I don’t often truly cry when reading a book, but the Heart’s Invisible Furies absolutely destroyed me. The Heart’s Invisible Furies is a deep and lengthy story about family, identity, country, love and loss. We start with young Catherine, being (literally) booted out of a church by a bitter minister, shamed by her friends and family for her growing belly. Pregnant, alone and pennyless, Catherine boards a bus to Dublin to make a life for herself. Fast forward a couple of years where we meet little Cyril. Adopted by the cold and stern Avery’s, a majority of his interaction with his adoptive parents is through the haze of Maud’s cigarette smoke, or Charles’ persistent reminders that Cyril is not a real Avery.
Despite Cyril’s already tragic childhood, things only seem to get worse as he gets older. Cyril meets his best friend and great love, Julian, and is completely enraptured with him. However, tolerance for homosexuals in the mid 90’s was intolerable in Ireland and Cyril keeps this fact hidden from Julian, suffering teenage lust and longing in silence.
I had never considered myself to be a dishonest person, hating the idea that I was capable of such mendacity and deceit, but the more I examined the architecture of my life, the more I realised how fradulent were its foundations. The belief that I would spend the rest of my time on Earth lying to people weighed heavily on me and at such times I gave serious consideration into taking my own life.

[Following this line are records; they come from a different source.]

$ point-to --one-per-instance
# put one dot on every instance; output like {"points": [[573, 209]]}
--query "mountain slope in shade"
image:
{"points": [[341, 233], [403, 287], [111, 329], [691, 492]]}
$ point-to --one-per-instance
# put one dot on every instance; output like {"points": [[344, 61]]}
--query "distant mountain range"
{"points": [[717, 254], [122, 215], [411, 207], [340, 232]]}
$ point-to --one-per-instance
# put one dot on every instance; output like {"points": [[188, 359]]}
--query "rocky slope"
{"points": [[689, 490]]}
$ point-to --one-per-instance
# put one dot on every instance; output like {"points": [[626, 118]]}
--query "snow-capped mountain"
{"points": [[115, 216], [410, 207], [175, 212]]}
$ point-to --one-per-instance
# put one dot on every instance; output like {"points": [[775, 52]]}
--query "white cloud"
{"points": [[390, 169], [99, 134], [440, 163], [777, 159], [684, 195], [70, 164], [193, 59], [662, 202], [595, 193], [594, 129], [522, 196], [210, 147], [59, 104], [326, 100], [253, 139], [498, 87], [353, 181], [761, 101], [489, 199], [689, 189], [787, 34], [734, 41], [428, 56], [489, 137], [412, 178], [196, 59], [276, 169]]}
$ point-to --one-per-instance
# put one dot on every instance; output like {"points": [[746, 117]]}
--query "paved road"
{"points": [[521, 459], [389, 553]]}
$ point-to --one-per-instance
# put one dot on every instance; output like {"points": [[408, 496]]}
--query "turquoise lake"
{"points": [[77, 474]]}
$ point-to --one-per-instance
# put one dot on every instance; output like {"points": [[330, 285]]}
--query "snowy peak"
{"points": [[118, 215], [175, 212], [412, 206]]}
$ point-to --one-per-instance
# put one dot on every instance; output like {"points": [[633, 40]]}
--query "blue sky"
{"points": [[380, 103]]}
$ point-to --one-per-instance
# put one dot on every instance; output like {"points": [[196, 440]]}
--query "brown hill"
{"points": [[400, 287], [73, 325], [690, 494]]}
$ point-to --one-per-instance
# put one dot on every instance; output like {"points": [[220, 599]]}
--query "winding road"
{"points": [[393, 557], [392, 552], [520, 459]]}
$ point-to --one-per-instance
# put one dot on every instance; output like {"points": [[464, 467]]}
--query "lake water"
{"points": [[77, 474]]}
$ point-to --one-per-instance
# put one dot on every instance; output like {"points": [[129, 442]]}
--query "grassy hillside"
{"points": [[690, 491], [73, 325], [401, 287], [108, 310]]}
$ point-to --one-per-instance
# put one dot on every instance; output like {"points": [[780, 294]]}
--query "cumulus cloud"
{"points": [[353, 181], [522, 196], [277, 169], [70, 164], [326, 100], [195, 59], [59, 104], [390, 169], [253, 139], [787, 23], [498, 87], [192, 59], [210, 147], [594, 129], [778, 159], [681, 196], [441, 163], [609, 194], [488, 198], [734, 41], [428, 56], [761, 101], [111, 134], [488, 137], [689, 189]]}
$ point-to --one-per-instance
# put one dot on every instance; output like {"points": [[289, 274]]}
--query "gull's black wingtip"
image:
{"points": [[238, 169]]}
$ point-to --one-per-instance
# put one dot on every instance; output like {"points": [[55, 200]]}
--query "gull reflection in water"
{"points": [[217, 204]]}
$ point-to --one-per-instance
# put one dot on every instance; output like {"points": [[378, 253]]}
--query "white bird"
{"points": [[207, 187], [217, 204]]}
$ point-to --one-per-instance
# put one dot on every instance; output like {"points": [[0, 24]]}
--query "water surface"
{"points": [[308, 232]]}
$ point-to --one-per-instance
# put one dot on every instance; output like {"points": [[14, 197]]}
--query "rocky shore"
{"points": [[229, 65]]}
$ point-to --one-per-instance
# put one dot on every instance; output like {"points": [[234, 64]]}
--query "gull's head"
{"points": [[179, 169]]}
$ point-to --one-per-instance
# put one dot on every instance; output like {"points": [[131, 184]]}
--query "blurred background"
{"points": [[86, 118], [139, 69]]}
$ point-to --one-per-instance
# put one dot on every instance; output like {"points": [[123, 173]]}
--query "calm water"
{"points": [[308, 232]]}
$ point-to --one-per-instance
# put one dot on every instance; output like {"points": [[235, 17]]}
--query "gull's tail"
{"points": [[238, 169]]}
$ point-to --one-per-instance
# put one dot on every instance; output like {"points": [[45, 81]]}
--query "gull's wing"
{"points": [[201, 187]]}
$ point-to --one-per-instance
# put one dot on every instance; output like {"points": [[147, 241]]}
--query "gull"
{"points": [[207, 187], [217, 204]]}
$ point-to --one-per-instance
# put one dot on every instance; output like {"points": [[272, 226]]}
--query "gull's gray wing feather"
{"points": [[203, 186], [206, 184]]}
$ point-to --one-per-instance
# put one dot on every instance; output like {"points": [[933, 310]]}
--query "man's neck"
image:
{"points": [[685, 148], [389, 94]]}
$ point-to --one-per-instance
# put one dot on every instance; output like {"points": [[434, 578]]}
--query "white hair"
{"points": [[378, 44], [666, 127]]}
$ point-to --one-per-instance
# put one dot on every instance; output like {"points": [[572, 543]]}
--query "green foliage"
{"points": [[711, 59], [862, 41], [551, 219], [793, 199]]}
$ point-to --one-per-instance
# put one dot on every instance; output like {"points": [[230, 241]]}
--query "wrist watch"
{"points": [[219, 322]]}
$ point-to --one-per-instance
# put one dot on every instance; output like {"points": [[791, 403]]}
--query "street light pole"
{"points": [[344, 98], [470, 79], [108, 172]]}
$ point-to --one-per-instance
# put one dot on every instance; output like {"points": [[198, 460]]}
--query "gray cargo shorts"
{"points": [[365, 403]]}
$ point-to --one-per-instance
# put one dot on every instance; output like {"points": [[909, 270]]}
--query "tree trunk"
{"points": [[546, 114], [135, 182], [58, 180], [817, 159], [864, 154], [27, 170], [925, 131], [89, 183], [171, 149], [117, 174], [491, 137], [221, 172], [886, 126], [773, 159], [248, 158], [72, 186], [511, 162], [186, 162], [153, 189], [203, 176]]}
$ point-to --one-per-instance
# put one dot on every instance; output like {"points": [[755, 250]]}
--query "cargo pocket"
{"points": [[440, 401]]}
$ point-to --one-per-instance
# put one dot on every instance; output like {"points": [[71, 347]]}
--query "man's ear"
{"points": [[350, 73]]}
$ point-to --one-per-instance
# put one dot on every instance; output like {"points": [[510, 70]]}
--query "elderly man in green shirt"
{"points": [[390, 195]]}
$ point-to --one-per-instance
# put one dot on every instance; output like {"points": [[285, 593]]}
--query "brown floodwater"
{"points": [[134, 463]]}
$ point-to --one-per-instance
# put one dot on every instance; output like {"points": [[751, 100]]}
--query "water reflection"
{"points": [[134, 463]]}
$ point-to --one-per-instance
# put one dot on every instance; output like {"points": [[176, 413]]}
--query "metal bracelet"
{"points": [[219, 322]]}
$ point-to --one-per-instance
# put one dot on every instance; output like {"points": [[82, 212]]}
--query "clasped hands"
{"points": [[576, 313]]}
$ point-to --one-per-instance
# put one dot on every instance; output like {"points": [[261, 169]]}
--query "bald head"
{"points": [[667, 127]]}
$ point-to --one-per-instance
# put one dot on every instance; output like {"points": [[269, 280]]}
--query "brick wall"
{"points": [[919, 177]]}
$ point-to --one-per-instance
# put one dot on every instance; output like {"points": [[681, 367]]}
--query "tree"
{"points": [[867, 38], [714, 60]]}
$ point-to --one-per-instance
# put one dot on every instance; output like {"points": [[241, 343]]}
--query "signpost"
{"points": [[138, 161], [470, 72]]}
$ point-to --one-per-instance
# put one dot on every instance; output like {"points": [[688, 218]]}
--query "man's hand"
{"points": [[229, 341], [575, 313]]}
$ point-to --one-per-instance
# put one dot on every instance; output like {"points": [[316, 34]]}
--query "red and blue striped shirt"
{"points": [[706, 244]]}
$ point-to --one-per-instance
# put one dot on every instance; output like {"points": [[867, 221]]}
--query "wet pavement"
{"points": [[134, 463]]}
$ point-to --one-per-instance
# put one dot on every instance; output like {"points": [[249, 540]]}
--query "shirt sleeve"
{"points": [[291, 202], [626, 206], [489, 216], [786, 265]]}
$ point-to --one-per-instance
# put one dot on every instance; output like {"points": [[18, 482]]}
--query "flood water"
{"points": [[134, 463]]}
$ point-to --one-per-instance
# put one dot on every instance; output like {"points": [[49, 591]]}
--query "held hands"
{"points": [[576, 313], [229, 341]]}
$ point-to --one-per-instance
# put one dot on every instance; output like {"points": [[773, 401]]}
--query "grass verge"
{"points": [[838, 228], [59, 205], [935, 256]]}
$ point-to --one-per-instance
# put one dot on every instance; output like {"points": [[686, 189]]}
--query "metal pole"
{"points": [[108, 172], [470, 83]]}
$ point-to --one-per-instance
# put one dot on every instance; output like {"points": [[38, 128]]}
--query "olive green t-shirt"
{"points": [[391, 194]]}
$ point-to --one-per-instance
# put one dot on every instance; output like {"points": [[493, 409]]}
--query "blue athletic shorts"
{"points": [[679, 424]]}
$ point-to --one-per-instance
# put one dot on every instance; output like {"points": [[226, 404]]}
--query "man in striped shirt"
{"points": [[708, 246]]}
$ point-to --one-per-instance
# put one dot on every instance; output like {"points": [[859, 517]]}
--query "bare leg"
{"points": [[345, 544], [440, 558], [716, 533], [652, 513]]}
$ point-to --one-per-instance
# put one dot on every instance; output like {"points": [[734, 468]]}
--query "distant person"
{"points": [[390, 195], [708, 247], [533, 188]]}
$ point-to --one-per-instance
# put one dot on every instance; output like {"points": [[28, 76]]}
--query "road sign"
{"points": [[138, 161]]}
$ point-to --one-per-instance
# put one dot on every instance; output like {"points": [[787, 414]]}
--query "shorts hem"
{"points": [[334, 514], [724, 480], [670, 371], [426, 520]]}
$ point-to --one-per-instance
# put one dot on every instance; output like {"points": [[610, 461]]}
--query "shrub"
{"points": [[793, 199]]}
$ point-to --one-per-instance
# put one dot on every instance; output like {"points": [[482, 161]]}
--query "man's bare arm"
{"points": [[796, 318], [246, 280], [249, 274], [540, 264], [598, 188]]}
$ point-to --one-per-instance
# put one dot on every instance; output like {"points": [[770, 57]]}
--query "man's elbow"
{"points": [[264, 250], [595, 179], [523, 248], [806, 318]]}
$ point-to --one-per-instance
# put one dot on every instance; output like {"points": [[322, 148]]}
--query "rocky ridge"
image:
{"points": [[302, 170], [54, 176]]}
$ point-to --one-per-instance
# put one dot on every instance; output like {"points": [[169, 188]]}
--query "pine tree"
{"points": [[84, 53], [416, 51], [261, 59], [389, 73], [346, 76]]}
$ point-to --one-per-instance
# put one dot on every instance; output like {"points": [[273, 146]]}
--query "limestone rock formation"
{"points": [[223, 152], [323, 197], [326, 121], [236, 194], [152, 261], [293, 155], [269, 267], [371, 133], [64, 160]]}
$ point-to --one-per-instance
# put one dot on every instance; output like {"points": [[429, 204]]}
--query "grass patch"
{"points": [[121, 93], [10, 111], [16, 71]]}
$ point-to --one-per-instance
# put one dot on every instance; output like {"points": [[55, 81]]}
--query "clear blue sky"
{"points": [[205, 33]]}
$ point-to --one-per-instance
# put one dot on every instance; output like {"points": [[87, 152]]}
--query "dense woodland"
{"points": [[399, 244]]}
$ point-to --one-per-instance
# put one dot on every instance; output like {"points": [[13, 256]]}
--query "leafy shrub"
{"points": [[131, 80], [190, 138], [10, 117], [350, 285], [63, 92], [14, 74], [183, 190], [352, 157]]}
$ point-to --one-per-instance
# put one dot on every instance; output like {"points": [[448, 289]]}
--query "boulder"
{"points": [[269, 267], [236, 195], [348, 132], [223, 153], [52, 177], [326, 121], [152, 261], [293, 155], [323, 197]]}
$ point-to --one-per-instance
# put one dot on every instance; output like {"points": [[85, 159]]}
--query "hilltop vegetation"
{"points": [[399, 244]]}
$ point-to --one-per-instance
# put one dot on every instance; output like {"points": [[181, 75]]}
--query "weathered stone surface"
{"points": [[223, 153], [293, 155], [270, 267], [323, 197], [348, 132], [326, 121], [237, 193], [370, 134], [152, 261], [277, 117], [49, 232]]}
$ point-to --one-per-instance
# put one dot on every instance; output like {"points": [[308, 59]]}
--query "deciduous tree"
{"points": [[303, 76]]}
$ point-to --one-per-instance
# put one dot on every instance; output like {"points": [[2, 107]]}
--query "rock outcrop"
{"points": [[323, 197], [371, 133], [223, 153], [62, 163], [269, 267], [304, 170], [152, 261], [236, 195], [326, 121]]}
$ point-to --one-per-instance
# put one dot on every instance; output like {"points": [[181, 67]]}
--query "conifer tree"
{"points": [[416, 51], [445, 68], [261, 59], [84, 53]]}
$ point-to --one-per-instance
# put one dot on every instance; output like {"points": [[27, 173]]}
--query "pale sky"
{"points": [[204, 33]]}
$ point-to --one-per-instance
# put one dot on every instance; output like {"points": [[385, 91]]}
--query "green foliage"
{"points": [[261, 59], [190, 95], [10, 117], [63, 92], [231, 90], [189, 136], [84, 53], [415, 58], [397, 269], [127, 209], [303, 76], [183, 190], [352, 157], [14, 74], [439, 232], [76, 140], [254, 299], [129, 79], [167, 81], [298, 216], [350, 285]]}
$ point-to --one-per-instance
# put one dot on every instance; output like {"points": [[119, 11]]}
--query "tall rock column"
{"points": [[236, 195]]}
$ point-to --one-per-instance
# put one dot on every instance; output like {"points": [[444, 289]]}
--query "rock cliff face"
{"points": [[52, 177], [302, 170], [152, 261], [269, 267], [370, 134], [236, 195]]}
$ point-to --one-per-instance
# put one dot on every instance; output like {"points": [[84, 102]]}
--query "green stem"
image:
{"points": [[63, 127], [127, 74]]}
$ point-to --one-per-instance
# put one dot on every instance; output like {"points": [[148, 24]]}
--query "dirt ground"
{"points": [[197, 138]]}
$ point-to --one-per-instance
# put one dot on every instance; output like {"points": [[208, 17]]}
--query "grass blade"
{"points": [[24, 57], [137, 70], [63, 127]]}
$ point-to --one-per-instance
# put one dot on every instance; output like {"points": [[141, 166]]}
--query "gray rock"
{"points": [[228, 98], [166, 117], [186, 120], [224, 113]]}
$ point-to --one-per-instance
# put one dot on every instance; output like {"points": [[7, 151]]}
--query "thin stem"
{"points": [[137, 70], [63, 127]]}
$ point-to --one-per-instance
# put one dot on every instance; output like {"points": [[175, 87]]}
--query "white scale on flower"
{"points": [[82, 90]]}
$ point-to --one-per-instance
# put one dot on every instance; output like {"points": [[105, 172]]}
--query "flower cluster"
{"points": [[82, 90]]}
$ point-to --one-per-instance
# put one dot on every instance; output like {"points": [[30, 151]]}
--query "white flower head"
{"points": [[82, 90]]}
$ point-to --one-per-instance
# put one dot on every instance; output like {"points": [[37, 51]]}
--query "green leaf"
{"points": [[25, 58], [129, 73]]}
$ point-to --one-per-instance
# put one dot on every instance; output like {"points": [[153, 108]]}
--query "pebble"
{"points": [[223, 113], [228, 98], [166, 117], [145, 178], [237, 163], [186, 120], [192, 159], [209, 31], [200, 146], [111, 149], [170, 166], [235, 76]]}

The Heart’s Invisible Furies is ridiculously complex. Poor Cyril is tested with moral quandries time and time again and as a reader, I found it insanely difficult to determine what the ‘right’ thing to do would be in those situations. I think that’s the most heartbreaking thing about this book. Living in a time where free love is so normal, Boyne did a great job of portraying what kind of implications existed in those times for LBGTQI+ people. Homosexuality was actually illegal in Ireland up until the late 90s! Things are difficult enough for LGBTQI+ people in modern times, I can’t imagine how difficult it would have been back then.
The novel itself has an incredibly fascinating beginning, you can’t help but feel angry and sad for Catherine’s predicament. However, as we go into Cyrils part, the book seems significantly slower. That being said, the world building and character development is absolutely necessary for the latter half of the book. Trust me. Hang in there until about half way and it will be more than worth your time.
Maybe there were no villains in my mother’s story at all. Just men and women, trying to do their best by each other. And failing.
You can really feel Boyne’s personal experiences through this novel. I would find it difficult to believe that the novel was entirely fiction. Heartbreaking and beautiful, The Heart’s Invisible Furies will leave you feeling for Cyril long after you put the book down.